I wrestled with the thought of God when I was young. I asked for a sign—"Flash lights from that parking lot, and I'll end this life of sin, I promise." I was high, and I thought the lights flashed. But I changed nothing.
This was years before Albuquerque. I was 12 when they sent me to a yeshiva to study for my bar mitzvah. Chabad was happy to have me, but studying? Not so much. They tried, but I only managed to read my prayers in translated phonetic Hebrew. My dad came for the ceremony, and when we arrived at the temple, no one was there. It was Passover, and most had gone home for the holiday. My father was furious, and my brother threatened to kill him. Then, people started to arrive, and I had my bar mitzvah. We threw a big party—someone balanced me in a chair on their chin. It was terrifying. We ate cured fish, and a band played music in Hebrew. I hated it then, and I still do.
The Chabad folks invited me to summer camp, and I was excited. I had to stay with a host family that lived like the Amish. The counselors didn’t want me at the camp, probably because I was annoying as hell. I know I still am. I was lonely and cried at night. I bought a hamster, and the host family got mad. They made me take it to camp. I put him outside in his cage, and it rained. In the morning, I found him floating. I cried.
I once shot a BB gun in the air, no particular direction, and hit a counselor in the leg. He didn’t like me before, and now he liked me even less. He chased me for a while, and I don’t remember what happened next. Oh, and I forgot to mention—on the first day at camp, someone had spray-painted a swastika on the camp sign.
I became religious at that camp. Started dressing like a Hasid—suit, hat, all the trimmings. They invited me to live in New York, and I was excited again. But my mom got really angry when I told her. She said if I went, I could never return. I said goodbye and boarded the plane, shoes still on. My new home was in Crown Heights, a yeshiva for newly religious kids and those no other religious school wanted anymore. I’m sure those bad kids had stories, but I was probably worse than any of them.
By then, I was a chronic masturbator. I had no privacy, and nothing to fuel my imagination, so I used religious books in the bathroom stall to get the job done. Incest stories and lying down. I made a friend, another bad kid. He showed me his host father's porno magazines. When he went to the shower, I masturbated, and somehow, he knew. We went to Manhattan and ate pork hot dogs. It was a big deal to him.

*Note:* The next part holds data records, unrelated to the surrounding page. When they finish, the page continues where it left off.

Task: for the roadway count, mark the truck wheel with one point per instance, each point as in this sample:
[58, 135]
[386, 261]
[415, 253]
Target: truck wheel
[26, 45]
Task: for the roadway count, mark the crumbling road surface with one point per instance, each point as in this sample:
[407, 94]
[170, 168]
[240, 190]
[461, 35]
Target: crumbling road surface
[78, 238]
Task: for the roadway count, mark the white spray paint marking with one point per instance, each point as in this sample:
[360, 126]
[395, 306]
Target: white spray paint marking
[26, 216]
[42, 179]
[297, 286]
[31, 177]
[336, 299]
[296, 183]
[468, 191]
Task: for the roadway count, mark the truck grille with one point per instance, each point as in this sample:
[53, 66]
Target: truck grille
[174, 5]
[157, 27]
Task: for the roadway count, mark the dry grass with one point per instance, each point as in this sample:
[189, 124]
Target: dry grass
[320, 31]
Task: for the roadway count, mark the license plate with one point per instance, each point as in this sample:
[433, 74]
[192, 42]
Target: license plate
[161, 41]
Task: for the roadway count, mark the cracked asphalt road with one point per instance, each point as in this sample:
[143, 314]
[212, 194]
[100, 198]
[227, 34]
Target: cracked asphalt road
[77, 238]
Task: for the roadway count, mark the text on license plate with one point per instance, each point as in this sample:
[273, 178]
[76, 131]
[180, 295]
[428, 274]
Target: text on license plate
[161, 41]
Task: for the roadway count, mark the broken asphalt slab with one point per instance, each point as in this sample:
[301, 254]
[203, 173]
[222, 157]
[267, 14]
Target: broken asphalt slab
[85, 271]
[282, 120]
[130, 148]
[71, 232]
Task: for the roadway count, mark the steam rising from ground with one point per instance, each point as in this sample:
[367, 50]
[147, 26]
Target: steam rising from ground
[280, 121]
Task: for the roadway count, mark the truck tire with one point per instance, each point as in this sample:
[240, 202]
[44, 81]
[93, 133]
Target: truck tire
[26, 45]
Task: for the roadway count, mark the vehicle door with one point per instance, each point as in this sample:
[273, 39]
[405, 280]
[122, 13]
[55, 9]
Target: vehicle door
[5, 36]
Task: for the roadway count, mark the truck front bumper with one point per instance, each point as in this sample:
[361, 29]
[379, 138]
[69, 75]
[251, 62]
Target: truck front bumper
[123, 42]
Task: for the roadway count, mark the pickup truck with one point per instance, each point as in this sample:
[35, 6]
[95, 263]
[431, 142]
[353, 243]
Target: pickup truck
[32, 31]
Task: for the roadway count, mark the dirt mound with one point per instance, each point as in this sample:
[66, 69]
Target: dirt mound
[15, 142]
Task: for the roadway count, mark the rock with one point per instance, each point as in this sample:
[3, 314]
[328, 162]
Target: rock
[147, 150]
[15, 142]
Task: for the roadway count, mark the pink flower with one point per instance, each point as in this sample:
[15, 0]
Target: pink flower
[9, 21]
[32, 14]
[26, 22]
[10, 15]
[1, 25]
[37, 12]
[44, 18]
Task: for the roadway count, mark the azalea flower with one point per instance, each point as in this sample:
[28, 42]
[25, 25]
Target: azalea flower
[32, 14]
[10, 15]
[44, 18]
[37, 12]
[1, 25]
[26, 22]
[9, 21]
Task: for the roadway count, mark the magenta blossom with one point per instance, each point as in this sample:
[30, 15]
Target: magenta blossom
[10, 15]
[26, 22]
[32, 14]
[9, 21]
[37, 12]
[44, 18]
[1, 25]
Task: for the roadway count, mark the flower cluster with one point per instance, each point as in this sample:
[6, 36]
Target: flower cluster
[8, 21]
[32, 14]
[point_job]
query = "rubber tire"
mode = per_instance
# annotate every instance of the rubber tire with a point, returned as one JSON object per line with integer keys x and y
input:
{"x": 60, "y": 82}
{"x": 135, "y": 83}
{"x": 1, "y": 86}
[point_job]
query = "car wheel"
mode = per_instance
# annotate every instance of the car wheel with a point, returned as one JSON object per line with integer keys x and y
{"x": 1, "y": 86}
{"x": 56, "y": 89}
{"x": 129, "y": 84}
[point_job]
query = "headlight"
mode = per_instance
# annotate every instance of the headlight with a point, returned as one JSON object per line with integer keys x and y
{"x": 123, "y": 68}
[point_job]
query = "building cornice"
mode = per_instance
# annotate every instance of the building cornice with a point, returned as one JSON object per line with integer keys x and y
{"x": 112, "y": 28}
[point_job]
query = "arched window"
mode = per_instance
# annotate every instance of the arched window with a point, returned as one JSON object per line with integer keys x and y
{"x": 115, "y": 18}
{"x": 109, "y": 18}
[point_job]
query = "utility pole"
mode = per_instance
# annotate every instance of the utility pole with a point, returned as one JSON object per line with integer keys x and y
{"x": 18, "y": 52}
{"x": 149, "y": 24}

On Yom Kippur, during the fast-breaking, I got really drunk for the first time and threw up in my host family's bathroom sink. The mother made me clean it up, and I gagged while I scooped the vomit into the toilet. I’d call my mom from the payphone across the street, and it felt like I was calling from a warzone. Everyone hated us.
I went home for the holiday break and cried to my mom, begging her to let me stay. My brother convinced her to let me. I never believed in God, not even then, but I was lonely and bored with my life. The next year, we moved back to Israel.